Kommentar Das Wahlprogramm der Grünen - Raus aus der Nische

Okay, der Lagerwahlkampf ist eröffnet: Rot-Grün gegen Schwarz-Gelb. Auch wenn beide Seiten noch so sehr betonten, sie führten keinen, so sind die Claims doch abgesteckt. Mit Maß und Mitte selbstverständlich, weil die Mitte Wahlen entscheidet und nicht die Nische.

Die Grünen sind mittlerweile 33 Jahre alt. Das ist längst nicht mehr Jugend. Entsprechend ist die Partei auf ihrem Weg aus der außerparlamentarischen Opposition hinein in die Parlamente von Bund und Ländern auch in Regierungsverantwortung gelangt. Dort, wo regiert wird, werden Träume selten Wirklichkeit. Deswegen ist ein Wahlprogramm auch noch kein Regierungsprogramm.

Es soll die eigene Basis versammeln und motivieren. Sollten die Grünen zum dritten Mal nach 1998 und 2002 wieder in die Regierung im Bund gewählt werden, werden sie nur Teile aus ihrem Wahlprogramm umsetzen können. Ein Koalitionsvertrag wird nach völlig anderen Kriterien verhandelt. Er hängt vom möglichen Partner und vom Wahlergebnis ab. Und beides kennen die Grünen nicht, auch wenn sie der SPD den Vorzug vor der Union geben.

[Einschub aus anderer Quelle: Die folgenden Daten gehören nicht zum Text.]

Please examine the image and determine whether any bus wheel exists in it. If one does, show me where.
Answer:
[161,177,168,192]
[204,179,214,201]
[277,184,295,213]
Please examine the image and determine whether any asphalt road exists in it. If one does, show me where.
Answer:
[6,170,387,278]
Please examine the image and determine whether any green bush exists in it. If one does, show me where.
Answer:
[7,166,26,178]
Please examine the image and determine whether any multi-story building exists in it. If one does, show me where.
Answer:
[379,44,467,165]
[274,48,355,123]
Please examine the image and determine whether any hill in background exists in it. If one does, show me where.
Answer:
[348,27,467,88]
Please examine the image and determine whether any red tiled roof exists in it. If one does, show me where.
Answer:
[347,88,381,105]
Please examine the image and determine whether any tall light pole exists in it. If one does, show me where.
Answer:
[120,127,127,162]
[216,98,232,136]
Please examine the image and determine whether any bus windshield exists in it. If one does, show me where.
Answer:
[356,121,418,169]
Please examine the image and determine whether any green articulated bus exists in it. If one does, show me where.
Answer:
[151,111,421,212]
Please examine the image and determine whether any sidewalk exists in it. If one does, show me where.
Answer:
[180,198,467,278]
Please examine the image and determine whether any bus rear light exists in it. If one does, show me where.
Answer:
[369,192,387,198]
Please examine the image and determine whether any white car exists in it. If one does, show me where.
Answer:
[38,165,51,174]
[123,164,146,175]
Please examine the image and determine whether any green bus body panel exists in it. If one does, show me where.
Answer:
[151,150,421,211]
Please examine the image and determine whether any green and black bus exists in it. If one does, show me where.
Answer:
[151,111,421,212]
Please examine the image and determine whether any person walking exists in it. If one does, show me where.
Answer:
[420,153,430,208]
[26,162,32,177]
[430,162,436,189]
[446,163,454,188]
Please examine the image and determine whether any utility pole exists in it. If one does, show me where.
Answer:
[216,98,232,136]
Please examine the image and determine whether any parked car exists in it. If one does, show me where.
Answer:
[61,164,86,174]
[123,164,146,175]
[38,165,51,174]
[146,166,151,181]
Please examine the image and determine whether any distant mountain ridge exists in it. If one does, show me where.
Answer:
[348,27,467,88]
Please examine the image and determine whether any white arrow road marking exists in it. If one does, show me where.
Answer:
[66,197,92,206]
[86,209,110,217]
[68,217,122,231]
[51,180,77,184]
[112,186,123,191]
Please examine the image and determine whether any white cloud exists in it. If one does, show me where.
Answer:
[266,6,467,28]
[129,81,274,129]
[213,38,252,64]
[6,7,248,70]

Mit Maß und Mitte? Keine Frage, die Grünen rücken etwa mit der Forderung nach Wiedereinführung der Vermögensteuer wieder ein Stück mehr nach links. Doch sie müssen aufpassen, das bürgerliche Milieu, dem viele Grüne entstammen, nicht aus dem Blick zu verlieren. Sie brauchen diese Stimmen für einen Regierungswechsel. Und sie müssen wissen: Mit ihren Steuerplänen treffen sie einen Kern ihrer Wähler, von denen sie hoffen müssen, dass diese ihren Weg mitgehen.

Die Grünen haben sich mit ihrem Wahlprogramm gewissermaßen kollektiv eine Beruhigungstablette verabreicht. Es offeriert an vielen Stellen ein, zwei oder drei Versprechen mehr, als die Grünen auch in einer Koalition mit der SPD umsetzen können, zum Beispiel den Ausstieg aus der Kohle, das Ende der Vorratsdatenspeicherung oder die Abschaffung von V-Leuten.

Die Grünen haben sich in den zurückliegenden Jahren auch thematisch neu positioniert. Bei ihrem Kernthema Umwelt haben sie ihr großes Ziel Atomausstieg fast erreicht, aber damit zugleich ein zentrales Kampfargument verloren. Längst setzen sie bei Arbeit, Rente, Soziales und Bildung auf grünen Realismus. Ganztagskinderbetreuung, Bürgerversicherung, gesetzlicher Mindestlohn, steuerfinanzierte Grundrente und die Umstellung der Energieversorgung auf 100 Prozent Erneuerbare sind nächste Ziele.

Nach dem Stand der Dinge werden die Grünen bei der Bundestagswahl zur drittstärksten Kraft im Parteienspektrum wachsen. Das wäre ein Pfund, das Optionen öffnen könnte. Ihr Ziel ist klar: Rot-Grün. Doch mitunter haben sie am Ende ein Ergebnis, das sie nicht wollen. Regierungsbeteiligung Ja, aber nicht mit der SPD.